She swung her finger around the group and landed on Ritsuka. "That goes for you, too! The more eyes we have keeping a lookout, the less chance we'll get hit with a surprise attack!"

Rika gave her a cheeky salute. "Roger that, Boss Lady!"

Ritsuka sighed. "Rika, stop antagonizing her, please…"

His sister didn't reply, but the glint in her eyes was familiar.

Like trying to wrangle Alec, I thought with a muted pang. Just as obstinate and just as determined to needle whenever she could.

"In any case, if there's nothing of interest left to investigate here," I said, "then we should get moving. Mash, you'll need to take point."

"Understood!" Mash nodded.

"Director —"

"The Masters should be immediately behind her," the Director said suddenly. "It's the best position for them to support her from." She pinned me with a stare. "Hebert, that means I'll be entrusting my protection to you."

I didn't reply immediately, just stared back, but her gaze didn't waver.

I wasn't blind to what a show of trust this was. But then, the Director had had my back for a while now, so maybe it wasn't that strange that she was so willing to trust me with hers.

"Director, are you sure that's a good idea?" Romani asked worriedly. "Taylor isn't a Servant, after all."

I didn't even glance in his direction. Neither did she.

"Understood, Director."

She nodded, and then turned to Mash. "Back the way we came. The main road may not be in the best of shape, but it'll be the most direct path to the bridge. If we're careful and conserve our energy in case that Servant comes back, it should take us about an hour and a half to reach it. Two, if we run into any more skeletons."

"If, she says," Rika mumbled.

A huff came from the Director's nostrils, but she didn't rise to the bait.

"Remember. Keep your eyes wide open. Mash may be a Demi-Servant instead of a regular Servant, but her performance will still drop if her Master is incapacitated. Or worse, killed."

"And of course, you getting killed is the worst case scenario," said Rika.

"That should go without saying! I'm the Director! I'm the most important person on this team!"

Somehow, we eventually managed to start the journey back into the city. Materially, nothing had really changed, but there was an air among the group as we walked that hadn't been there before. Everyone cast furtive glances about the buildings around us, no matter what shape they were in, looking for the ambush that we were all worried was coming. Every nook and cranny and every shadowed doorway seemed sinister in a way it wasn't earlier, and the nervousness had put a damper even on Rika's humor.

The ambush we were all waiting for didn't come. There were more groups of skeletons that waylaid us along the road, but they weren't any more threatening or intimidating than they had been before, and they were just as easily dispatched. Mash handled them with an ease and aplomb that reminded me a little of Defiant, back in his Armsmaster days. Graceful and efficient, and brutally effective.

If she was slowing down, I didn't see it. She seemed just as capable and just as calm as she was hours ago, when we first got dropped into this quaint little hellhole.

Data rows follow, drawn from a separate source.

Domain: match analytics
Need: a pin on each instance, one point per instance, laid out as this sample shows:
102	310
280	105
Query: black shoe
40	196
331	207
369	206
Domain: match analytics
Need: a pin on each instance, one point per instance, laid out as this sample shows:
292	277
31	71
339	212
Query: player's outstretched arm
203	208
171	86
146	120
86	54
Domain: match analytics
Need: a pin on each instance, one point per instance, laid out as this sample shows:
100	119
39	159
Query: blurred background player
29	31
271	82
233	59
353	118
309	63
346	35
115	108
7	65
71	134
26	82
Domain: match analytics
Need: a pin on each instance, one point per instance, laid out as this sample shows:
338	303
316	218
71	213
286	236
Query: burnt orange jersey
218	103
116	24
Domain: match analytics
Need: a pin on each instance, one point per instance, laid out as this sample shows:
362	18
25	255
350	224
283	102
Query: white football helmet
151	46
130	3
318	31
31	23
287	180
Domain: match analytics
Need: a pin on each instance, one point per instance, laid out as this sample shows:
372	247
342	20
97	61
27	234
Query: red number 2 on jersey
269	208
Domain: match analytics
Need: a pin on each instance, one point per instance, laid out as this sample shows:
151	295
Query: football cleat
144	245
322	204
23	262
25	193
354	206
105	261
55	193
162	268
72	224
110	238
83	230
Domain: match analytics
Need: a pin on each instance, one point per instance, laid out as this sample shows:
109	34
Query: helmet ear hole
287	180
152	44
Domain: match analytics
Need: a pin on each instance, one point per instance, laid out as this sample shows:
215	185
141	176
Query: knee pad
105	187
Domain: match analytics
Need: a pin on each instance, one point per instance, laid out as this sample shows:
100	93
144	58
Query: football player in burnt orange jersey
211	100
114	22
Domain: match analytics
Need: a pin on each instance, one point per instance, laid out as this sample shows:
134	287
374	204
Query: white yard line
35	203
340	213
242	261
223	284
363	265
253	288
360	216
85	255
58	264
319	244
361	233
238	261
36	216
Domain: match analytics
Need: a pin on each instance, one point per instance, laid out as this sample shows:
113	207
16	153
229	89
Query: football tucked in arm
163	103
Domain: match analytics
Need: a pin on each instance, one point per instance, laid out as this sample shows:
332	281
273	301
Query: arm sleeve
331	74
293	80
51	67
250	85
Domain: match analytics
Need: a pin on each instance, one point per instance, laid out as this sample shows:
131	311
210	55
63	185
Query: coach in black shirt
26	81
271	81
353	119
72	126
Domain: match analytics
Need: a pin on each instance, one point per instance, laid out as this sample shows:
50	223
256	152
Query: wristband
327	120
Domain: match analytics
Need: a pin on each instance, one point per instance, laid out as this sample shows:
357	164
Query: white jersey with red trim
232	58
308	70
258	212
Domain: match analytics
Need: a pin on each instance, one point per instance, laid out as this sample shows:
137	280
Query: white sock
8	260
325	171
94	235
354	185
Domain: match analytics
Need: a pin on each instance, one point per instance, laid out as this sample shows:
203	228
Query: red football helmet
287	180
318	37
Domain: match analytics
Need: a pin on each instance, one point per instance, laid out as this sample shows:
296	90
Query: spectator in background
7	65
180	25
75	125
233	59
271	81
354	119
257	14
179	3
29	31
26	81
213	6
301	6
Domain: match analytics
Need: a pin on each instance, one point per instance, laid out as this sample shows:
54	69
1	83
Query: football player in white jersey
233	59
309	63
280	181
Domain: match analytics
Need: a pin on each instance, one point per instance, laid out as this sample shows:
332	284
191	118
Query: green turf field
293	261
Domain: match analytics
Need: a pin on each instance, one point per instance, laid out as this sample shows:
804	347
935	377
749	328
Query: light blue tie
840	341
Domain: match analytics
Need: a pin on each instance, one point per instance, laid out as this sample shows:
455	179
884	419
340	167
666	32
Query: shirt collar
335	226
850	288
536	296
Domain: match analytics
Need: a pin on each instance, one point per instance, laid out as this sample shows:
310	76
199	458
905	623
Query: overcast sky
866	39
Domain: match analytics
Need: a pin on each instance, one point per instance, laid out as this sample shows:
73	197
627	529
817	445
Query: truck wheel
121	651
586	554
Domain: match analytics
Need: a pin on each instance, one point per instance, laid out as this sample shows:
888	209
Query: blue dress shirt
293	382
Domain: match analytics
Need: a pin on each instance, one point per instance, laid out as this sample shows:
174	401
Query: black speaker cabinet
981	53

Perks of being a Servant, I guess, even a Demi-Servant.

By the time the big, red bridge came into view, we were all waiting for the metaphorical shoe to drop. Even still, there was no sign of the Servant who had come by to scout us out while we were at the ruins of the old Catholic church.

"…Was it a fluke, after all?" the Director mumbled thoughtfully. "Maybe…no, just a sensor ghost? A blip caused by an accidental double read of Mash's Spirit Origin?"

My lips pulled tight. "We can't bet on that."

She looked around nervously up and down the banks of the river. No Servant materialized from the aether to try and kill us, but it did little to make her feel better.

Being entirely honest, I'd been expecting us to get attacked by now, too. We'd passed dozens of points where the Undersiders would've been able to stage a flawless ambush, made so numerous by the general state of the buildings around here, and anyone with a modicum of tactical prowess should have seen the opportunities for what they were just as easily.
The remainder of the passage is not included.